- Official name: 敬老の日 (Keirō no Hi)
- Observed by: Japan
- Type: Public
- Significance: Honor elderly citizens
- Date: Third Monday in September
- 2024 date: September 16
- 2025 date: September 15
- 2026 date: September 21
- 2027 date: September 20
- Frequency: annual

= Respect for the Aged Day =

Public holiday in Japan

Respect for the Aged Day (敬老の日, Keirō no Hi) is a public holiday in Japan celebrated annually to honor elderly citizens. It started in 1966 as a national holiday and was held on every September 15. Since 2003, Respect for the Aged Day is held on the third Monday of September due to the Happy Monday System.

This national holiday traces its origins to 1947, when Nomadani-mura (later Yachiyo-cho, currently Taka-cho), Hyōgo Prefecture, proclaimed September 15 Old Folks' Day (Toshiyori no Hi). Its popularity spread nationwide, and in 1966 it took its present name and status. Annually, Japanese media take the opportunity to feature the elderly, reporting on the population and highlighting the oldest people in the country.

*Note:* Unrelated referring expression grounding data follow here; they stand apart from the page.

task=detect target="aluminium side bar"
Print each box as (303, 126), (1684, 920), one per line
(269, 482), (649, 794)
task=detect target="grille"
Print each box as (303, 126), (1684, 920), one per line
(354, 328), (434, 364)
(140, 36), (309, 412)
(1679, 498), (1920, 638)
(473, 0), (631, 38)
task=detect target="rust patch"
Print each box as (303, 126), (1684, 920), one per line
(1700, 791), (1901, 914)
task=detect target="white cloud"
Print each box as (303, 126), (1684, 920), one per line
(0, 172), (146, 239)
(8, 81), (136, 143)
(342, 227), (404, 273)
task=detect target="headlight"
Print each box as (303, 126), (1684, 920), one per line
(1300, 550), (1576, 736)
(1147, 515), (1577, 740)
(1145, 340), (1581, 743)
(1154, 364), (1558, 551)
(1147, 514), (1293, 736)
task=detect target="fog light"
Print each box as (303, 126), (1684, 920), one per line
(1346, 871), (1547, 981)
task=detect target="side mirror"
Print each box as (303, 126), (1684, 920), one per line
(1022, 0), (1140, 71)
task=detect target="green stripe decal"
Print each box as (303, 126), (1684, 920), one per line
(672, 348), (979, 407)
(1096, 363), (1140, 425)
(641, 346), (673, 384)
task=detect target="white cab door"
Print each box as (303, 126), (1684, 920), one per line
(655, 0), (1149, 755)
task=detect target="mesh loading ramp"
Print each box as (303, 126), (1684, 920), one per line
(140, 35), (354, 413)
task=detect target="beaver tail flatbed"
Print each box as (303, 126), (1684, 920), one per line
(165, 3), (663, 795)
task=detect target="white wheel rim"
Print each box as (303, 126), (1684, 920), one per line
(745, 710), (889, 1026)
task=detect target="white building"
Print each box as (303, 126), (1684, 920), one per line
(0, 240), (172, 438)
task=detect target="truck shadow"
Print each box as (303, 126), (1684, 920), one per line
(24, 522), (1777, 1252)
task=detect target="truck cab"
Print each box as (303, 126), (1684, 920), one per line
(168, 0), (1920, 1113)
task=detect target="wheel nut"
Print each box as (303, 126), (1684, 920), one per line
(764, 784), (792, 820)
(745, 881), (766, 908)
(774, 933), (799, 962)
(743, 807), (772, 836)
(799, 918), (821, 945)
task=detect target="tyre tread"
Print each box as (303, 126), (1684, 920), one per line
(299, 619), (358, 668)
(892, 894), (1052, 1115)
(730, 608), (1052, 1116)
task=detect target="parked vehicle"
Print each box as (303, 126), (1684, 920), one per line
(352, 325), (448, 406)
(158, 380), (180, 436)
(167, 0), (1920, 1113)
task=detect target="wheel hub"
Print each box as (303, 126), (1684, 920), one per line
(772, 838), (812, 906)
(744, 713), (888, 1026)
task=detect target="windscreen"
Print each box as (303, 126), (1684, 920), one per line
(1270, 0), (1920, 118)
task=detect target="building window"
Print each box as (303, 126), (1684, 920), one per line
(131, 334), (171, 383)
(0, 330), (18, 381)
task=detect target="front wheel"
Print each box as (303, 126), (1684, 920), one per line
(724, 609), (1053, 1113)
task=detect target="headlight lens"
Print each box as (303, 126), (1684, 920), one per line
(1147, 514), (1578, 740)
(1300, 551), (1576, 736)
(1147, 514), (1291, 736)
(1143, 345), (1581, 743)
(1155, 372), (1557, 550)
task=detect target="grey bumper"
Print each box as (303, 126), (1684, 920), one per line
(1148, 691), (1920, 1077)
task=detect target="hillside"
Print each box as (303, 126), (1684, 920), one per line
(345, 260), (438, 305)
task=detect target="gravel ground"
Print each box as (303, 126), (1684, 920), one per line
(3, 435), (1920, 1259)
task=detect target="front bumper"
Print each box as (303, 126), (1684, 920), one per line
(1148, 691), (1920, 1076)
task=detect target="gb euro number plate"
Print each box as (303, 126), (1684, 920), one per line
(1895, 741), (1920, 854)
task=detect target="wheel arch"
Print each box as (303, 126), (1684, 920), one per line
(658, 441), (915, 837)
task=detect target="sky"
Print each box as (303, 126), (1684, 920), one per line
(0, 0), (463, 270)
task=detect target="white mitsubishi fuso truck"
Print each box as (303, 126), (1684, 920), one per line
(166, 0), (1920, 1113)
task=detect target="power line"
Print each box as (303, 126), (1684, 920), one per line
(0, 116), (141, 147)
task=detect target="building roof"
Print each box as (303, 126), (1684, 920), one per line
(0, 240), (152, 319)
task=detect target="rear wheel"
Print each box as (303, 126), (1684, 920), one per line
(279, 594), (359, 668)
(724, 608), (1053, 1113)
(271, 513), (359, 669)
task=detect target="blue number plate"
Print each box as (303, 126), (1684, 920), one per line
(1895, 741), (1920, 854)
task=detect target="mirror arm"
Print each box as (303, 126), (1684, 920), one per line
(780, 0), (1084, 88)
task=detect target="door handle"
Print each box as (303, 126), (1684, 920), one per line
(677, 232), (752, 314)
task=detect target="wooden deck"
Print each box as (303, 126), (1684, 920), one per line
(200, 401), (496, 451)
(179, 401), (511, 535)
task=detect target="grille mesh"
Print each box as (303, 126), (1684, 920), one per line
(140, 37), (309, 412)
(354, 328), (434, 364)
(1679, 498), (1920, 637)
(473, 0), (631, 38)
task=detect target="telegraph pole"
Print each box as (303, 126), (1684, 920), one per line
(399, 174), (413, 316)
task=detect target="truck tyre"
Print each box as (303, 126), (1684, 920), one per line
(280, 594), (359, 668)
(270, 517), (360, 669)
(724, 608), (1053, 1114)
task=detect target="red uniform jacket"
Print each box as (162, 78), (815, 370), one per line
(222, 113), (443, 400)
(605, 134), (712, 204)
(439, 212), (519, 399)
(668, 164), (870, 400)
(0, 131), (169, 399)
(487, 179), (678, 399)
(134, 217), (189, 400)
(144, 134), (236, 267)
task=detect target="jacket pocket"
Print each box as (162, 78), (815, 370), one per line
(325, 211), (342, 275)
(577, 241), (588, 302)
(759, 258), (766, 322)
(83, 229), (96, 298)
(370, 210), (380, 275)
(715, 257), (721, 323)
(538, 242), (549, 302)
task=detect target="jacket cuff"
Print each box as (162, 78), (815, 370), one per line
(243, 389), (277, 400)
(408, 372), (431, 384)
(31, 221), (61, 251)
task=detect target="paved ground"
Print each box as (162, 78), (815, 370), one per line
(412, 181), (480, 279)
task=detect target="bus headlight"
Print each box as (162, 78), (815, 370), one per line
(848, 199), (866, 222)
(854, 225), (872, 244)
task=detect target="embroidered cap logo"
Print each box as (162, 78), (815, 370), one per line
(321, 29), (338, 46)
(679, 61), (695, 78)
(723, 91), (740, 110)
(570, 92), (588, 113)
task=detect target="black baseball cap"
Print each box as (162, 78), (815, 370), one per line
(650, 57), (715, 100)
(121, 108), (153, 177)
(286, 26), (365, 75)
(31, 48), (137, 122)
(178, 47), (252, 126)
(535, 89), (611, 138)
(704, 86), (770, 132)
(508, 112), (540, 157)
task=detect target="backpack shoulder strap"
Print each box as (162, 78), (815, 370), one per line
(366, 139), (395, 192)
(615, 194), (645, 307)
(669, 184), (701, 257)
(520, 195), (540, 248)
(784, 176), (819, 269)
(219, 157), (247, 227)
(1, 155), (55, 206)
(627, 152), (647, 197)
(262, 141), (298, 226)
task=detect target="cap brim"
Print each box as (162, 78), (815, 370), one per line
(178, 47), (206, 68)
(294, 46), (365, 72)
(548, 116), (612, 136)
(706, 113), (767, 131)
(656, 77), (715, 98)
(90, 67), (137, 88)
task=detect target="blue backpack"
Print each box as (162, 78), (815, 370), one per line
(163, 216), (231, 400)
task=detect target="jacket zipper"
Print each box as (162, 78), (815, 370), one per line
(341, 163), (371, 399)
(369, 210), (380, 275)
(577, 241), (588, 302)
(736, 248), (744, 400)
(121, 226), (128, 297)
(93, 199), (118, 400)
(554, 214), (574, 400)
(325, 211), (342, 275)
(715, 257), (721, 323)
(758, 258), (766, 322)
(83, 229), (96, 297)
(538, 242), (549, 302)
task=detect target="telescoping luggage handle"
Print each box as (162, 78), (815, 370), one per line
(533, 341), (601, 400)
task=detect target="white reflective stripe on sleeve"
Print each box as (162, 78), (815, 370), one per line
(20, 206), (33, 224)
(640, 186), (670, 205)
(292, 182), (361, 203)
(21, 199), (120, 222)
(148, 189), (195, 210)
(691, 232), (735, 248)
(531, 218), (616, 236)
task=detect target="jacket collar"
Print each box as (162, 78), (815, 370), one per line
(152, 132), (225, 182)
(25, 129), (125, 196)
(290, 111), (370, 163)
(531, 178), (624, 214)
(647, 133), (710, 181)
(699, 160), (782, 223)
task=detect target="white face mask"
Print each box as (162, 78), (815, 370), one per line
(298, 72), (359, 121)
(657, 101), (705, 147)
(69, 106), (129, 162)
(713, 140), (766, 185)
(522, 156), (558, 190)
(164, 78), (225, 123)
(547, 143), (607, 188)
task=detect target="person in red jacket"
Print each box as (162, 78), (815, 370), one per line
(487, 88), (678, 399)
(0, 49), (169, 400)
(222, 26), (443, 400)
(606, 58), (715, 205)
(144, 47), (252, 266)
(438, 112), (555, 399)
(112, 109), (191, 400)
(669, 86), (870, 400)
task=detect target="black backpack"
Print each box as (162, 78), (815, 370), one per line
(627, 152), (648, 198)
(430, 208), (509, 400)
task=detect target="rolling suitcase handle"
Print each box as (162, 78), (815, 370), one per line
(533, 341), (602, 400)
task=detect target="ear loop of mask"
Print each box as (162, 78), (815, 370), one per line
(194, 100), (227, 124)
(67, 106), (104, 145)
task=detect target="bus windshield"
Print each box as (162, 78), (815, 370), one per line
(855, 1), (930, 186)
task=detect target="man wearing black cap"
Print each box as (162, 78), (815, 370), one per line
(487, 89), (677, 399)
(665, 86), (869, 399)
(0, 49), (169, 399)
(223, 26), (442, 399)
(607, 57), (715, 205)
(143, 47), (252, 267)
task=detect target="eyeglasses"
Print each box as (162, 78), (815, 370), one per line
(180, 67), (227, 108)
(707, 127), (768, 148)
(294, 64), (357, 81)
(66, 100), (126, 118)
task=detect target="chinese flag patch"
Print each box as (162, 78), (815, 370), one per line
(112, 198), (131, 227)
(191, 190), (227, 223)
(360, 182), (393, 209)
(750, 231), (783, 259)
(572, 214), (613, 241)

==Commemorative silver sake cups==
Since 1963, the Japanese government has given a commemorative silver sake cup to Japanese who reach the age of 100. In 1963, the number was 153, but with numbers increasing, the government decided to reduce the size of the cup to cut costs in 2009. In 2014, 29,357 received a cup. In 2017, Japan honored 32,097 people (27,461 women and 4,636 men) who turned 100 years old; they each received congratulatory letter and souvenir sake cup from the Prime Minister. According to this report the solid sterling silver cups were replaced with nickel alloy silver plated design which halved the per-unit cost, saving $1-million in the annual budget.

== Celebration ==
On this holiday, people return home to visit and pay respect to the elders. Some people volunteer in neighborhoods by making and distributing free lunch boxes to older citizens. Entertainment is sometimes provided by teenagers and children with various keirokai (events to celebrate elders) performances. Special television programs are also featured by Japanese media on this holiday.

As the birthplace of Respect for the Aged Day, Taka-Town in Hyōgo Prefecture created the Respect for the Aged Song, Kitto Arigatō (Thank You, Sure), through a public contest in 2013.